Around the release of last year’s impeccable ‘Hello’ EP, a lot of people said Thompson-Hallant had a remarkably similar sound to Grimes. But then came the backlash – don’t be so reductive, they’re two completely different auteurs, and so on. In reality, the two do sound quite similar, if only for their common home, alike influences, economic homemade aesthetic and, above all, their long-lasting friendship. Concretely, whether it’s the swath of layered synths, the clattering old school beats or inventive choral layers of the opener, there’s no escaping the commonalities. To sling out some more reference-points, the album’s scale-straddling vocal turns variously recall Dirty Projectors’ Amber Coffman and Angel Deradoorian, while the oddball pan flute synth on ‘Enjoy’ evokes the mad funk of forgotten scenesters Fan Death.
The latter, a sure-fire standout, has a killer melody (“1-2-3 / don’t fuck with me”) born from an excursion in Quebec City – she recently told DIY that this song was general “expression of discomfort and almost pain” – and you get that sense. The whole record, in fact, is shot through with that hint of melancholy.

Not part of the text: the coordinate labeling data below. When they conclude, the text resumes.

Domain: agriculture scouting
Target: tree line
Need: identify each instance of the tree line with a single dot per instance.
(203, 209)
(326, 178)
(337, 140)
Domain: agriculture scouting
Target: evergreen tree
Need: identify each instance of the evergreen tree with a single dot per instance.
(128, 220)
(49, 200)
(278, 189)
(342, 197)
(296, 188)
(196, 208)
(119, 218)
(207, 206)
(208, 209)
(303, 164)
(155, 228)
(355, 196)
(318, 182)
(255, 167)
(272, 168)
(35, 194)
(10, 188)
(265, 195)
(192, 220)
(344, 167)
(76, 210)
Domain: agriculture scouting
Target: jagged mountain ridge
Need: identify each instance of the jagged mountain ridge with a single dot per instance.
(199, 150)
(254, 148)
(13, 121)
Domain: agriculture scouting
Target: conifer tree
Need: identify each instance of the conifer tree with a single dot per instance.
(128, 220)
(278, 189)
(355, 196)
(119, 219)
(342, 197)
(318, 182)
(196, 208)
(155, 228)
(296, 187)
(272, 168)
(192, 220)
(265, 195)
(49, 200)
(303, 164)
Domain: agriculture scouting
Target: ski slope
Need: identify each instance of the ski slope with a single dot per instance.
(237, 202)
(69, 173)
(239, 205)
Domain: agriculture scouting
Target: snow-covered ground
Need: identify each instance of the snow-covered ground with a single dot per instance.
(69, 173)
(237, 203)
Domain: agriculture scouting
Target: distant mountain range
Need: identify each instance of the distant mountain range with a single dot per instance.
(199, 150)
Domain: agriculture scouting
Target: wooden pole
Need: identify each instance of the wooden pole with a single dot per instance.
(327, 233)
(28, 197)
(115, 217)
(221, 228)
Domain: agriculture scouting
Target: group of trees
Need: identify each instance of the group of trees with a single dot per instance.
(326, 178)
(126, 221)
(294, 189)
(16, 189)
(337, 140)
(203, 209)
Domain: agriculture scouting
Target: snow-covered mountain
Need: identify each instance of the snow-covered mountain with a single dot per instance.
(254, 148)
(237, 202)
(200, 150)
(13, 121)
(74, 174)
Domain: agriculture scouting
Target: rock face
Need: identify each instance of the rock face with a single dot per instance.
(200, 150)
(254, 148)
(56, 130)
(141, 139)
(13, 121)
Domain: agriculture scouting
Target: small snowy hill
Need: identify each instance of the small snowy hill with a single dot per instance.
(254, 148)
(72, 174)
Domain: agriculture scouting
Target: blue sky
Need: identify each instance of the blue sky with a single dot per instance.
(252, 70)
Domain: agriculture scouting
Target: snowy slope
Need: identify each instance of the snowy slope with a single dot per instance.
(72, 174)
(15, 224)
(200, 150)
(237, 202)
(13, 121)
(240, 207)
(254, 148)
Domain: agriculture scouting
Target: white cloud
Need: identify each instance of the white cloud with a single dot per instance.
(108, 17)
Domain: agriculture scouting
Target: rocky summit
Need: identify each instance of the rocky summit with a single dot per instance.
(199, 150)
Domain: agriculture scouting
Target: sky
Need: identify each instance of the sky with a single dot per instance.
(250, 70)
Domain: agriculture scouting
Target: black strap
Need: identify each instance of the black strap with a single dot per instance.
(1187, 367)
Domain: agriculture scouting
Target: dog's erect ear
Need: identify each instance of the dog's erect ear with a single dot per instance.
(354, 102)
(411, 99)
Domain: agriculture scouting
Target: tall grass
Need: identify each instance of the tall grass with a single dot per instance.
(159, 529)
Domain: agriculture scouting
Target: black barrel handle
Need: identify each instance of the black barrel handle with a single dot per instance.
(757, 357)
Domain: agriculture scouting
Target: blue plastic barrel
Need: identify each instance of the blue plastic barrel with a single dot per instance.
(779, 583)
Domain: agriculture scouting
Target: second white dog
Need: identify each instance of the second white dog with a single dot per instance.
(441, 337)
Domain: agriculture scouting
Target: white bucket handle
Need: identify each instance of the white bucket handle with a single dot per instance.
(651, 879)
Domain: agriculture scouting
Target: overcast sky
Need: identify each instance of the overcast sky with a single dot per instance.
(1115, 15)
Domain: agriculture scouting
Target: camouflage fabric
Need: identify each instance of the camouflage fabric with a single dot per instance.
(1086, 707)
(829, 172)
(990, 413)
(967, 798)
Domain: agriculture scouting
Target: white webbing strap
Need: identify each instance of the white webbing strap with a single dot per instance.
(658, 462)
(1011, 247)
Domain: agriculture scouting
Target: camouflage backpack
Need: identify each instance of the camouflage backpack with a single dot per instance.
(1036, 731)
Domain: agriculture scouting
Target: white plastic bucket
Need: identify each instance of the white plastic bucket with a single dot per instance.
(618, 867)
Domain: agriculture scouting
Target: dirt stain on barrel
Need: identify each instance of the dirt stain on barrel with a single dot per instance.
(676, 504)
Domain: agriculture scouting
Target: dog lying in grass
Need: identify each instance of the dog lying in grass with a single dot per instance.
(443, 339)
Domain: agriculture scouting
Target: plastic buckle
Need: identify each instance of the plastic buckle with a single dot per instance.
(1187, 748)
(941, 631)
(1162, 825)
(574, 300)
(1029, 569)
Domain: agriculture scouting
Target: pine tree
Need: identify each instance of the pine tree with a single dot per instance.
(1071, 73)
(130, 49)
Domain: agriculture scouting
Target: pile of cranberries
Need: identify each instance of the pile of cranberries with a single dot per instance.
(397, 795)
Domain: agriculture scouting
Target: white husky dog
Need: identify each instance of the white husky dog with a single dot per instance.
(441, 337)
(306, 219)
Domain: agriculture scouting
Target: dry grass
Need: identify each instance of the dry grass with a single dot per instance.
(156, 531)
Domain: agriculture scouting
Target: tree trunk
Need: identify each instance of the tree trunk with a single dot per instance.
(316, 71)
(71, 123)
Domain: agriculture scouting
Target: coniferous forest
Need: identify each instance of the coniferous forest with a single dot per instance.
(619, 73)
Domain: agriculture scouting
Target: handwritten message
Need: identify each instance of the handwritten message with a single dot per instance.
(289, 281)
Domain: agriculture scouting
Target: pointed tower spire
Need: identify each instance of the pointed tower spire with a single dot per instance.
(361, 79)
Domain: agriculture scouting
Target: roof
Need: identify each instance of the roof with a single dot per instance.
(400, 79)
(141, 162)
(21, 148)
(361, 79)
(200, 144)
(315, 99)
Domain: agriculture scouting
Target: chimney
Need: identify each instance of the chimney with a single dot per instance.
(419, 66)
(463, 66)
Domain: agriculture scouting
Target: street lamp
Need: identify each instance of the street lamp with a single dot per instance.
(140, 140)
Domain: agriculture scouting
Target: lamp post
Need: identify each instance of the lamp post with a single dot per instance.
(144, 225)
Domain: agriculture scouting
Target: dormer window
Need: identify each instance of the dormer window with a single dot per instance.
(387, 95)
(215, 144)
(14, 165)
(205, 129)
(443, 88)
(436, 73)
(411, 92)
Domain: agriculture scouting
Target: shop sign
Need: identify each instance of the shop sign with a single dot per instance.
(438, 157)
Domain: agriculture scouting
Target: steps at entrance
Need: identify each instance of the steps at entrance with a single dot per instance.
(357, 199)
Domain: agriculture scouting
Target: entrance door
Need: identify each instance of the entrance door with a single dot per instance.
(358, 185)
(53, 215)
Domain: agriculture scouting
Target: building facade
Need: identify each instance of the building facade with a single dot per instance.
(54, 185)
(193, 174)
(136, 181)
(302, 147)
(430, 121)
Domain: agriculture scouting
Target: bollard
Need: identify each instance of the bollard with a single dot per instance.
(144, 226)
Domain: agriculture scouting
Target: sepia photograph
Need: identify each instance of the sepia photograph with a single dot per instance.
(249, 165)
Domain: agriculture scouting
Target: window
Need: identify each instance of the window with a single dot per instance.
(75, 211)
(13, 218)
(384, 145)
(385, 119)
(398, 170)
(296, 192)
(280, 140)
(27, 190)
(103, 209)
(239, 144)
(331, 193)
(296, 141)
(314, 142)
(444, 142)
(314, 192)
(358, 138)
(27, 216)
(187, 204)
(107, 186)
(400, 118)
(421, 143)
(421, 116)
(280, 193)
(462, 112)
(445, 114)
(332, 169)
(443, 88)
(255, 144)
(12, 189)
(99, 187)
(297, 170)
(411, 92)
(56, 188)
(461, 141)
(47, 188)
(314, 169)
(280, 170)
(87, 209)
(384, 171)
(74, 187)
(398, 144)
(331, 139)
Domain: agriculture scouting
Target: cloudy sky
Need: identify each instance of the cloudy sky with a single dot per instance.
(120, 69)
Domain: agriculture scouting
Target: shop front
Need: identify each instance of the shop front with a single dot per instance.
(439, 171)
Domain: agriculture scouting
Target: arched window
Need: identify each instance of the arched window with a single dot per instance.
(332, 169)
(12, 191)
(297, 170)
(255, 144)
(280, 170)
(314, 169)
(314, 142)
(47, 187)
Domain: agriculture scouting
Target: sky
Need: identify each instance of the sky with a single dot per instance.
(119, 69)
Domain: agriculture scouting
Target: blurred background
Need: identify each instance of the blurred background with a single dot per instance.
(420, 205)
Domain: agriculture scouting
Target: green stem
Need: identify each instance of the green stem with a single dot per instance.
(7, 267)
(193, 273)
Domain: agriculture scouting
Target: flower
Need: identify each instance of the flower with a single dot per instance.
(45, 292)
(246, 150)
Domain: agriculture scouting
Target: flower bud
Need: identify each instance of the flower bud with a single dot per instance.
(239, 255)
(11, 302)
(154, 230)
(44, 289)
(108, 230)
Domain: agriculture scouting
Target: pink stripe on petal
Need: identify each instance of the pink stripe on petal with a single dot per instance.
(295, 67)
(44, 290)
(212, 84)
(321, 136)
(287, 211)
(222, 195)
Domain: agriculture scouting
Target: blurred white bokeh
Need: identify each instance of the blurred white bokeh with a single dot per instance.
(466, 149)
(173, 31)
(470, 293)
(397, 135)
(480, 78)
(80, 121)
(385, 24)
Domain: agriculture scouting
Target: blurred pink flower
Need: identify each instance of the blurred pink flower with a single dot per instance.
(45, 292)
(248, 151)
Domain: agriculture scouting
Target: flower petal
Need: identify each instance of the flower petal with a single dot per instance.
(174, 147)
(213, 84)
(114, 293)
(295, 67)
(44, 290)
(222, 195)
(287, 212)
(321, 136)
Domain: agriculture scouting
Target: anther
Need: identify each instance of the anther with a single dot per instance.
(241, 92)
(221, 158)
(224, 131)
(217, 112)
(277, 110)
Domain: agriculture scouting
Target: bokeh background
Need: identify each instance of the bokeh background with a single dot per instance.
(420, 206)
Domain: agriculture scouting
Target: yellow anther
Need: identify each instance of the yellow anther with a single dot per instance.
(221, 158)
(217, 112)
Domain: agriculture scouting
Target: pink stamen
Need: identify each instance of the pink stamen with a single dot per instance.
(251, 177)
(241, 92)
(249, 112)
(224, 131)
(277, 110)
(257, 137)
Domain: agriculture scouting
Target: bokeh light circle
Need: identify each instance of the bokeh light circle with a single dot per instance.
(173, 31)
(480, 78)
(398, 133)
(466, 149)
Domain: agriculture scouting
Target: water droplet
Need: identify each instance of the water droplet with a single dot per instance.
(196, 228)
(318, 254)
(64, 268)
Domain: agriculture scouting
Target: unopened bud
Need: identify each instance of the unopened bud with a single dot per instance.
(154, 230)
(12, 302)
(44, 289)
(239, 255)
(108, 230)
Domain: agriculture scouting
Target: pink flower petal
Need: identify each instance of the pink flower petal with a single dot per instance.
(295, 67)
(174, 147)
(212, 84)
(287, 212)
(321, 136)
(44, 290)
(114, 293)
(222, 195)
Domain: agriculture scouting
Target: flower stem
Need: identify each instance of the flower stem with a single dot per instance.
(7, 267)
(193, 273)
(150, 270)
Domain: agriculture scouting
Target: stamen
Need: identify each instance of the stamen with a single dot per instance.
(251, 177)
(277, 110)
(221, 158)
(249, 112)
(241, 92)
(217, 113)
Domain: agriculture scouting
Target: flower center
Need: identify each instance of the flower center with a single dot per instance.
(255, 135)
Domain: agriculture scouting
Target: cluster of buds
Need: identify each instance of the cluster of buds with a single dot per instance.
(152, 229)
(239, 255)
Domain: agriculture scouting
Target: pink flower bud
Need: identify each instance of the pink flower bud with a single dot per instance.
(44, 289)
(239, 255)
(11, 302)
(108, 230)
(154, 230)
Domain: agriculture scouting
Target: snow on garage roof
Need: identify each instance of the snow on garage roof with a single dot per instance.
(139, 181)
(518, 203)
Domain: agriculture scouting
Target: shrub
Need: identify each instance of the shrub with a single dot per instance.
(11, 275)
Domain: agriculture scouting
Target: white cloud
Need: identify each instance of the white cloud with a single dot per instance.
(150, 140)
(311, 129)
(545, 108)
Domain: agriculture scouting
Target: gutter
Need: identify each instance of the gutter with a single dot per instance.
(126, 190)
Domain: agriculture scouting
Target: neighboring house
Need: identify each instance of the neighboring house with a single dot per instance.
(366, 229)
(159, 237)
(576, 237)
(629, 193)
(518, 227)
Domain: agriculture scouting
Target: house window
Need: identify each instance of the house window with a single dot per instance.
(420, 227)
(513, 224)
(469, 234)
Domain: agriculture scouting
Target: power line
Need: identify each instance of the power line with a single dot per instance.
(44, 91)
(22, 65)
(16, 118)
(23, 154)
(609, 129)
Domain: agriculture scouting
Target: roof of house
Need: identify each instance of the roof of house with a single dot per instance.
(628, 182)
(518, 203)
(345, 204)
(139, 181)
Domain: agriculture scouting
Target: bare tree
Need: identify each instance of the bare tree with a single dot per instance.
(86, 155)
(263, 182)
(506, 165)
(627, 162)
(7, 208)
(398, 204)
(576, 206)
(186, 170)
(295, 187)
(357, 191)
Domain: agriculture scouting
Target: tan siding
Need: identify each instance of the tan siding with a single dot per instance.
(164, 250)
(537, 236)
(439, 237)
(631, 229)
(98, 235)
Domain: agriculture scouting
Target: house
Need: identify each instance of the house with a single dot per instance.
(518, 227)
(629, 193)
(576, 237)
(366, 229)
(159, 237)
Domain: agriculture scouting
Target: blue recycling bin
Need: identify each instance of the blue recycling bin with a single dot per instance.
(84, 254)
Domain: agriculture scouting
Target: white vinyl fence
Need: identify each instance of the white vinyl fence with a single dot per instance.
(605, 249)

The short, stentorian ‘Faif’, presumably not named after the combat game app, draws upon despondent 90s dance, with its hook “reach out and touch me”; ‘Lone Wolf’ is a mopey ballad with gloopy bass from a Juno106; the spectral glitch of ‘A Move’ is a raspy lament to desire, like all of Lana Del Rey’s songs condensed into one. This theme of immortalising a feeling, meanwhile, is continued on ‘Chain Together’, whose self-referential line “this is that song that never ends forever” is particularly effective.
‘Salty Tear’, written as a clubby berceuse for her friends, doesn’t really cut it, and nor does ‘Do It To Myself (Run Run)’, but there’s enough quirky brilliance elsewhere to balance out such dips in quality. Some tracks would be soulful enough to soundtrack even Theo Parrish’s soul train – most of all, ‘Bow A Kiss’, a R&B chart-topper in disguise. Add a Mike Will Made It production credit, subtract the guitar and this could appear on Ciara’s next album. Similarly, ‘My House Is Wild, with its mellifluous vocal, is the closest the album gets to a self-styled wild party anthem. Mixed, fidgety, but rewarding.